シャラメのなせる技か、危険な夏がメロウに溶けていく…
美女に悶々としながら、バイオレントな年上男と大麻を売りさばく裏仕事をエスカレートさせ……と、とことん危うい夏の物語なのに、全体に妙に優しいムードが漂い続けるのは、少年のような肉体をぎこちなく動かす「ティモシー・シャラメ効果」のおかげか。ただし、この作品で彼の演技の才能は特に感じられない。あくまでも雰囲気。むしろ誘惑と戸惑い、魔性と純情を巧みに行き来させるマイカ・モンローを見直した。
音楽の使い方もベタな分、人物の心情や、それぞれの関係性が鮮烈に伝わってきたりして、青春サマームービー王道の、やるせなさ、ほろ苦さ、一瞬の輝きは十分。だから、なんとなく想像がつく展開も最後まで見入ってしまう。
十代の真夏の夜の、危なさと魅惑と
小さな町で暮らす少年が、自分の手の届かない遠いところで光り輝く少女を発見し、どうしようもなく惹かれてしまう。そんな10代の少年版のファム・ファタールものでもある。"宿命の女"に出会ってしまうのが、大人になってから読むハードボイルド小説の中ではなく、子供時代の田舎町だったとしたら。そんな物語が描かれていく。
なので、舞台は蒸し暑く空が真っ黒な夏の夜。夜の移動遊園地、一瞬輝いて消える花火、地元の少年少女が集う夜のダイナーでの噂話、簡単に手が出せる危ないアルバイト。画面にいつも、十代の蒸し暑い夏の夜にだけやってくる、危険な行為への衝動と、それと背中合わせの高揚感が漂っている。
ティモシー・シャラメの孤独で危うげな美少年ぶりが見どころ
舞台は’91年。父親を亡くした平凡な少年ティモシー・シャラメが、ひと夏を過ごすことになった避暑地の町で、誰もが一目を置くクールな不良少年と意気投合し、誰もが憧れるクールな美少女と恋に落ちる。これがデビュー作のイライジャ・バイナム監督は、自身が学生時代に出会った2人の若者をモデルに脚本を書いたとのこと。

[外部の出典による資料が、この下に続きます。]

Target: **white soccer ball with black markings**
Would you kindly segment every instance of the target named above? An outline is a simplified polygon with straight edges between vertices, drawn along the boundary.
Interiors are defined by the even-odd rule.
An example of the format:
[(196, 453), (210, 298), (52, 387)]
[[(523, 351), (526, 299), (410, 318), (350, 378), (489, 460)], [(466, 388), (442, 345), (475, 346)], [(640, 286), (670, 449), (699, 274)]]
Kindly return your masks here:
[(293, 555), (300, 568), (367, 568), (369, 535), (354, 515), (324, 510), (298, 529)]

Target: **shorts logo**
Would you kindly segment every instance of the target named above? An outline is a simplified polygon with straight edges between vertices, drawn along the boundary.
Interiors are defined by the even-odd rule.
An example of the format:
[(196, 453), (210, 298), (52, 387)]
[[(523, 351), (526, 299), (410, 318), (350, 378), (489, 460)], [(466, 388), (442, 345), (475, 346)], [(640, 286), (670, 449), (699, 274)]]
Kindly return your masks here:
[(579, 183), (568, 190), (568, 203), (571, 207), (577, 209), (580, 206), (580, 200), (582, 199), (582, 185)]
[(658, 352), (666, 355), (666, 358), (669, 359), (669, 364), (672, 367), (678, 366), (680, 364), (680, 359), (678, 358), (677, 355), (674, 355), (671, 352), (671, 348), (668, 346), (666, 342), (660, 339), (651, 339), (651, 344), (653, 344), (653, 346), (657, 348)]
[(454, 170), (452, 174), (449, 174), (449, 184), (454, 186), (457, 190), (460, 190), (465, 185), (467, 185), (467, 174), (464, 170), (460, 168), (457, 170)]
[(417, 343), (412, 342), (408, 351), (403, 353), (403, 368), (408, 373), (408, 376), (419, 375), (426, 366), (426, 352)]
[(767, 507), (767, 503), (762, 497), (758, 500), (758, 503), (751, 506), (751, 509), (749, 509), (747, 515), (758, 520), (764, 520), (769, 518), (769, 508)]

ノスタルジー溢れるほろ苦いカミング・オブ・エイジ物に仕上がっているが、監督の個人的な思い入れの強さとは裏腹にストーリーの焦点はいまひとつ定まっていない。やはり最大の見どころは、どことなくジェームズ・ディーンを彷彿とさせるシャラメの、母性本能をくすぐるような孤独で危うげな美少年ぶりであろう。
選曲も語り方もワザあり
ティモシー・シャラメ文脈で言うと『君の名前で僕を呼んで』+『ビューティフル・ボーイ』的なハマリ役(起用はブレイク前との事)。海辺の町にやってきた18歳男子(童貞)が体験する「あの夏」物で、アレックス・ロー扮する地元最強のモテ不良と組んでワルい稼業に手を染める。このコンビはケルアック『路上』のサル・パラダイスとディーン・モリアーティも彷彿させる感じ。
時代設定は91年で『ターミネーター2』が絶賛公開中。監督いわくローの役は若き日のブラピが念頭にあったらしく、ならシャラメはジョニデでヒロインはウィノナ・ライダーってとこか。本当に90年代当時の代表的な青春スター達が出てきそうな雰囲気がたまらない!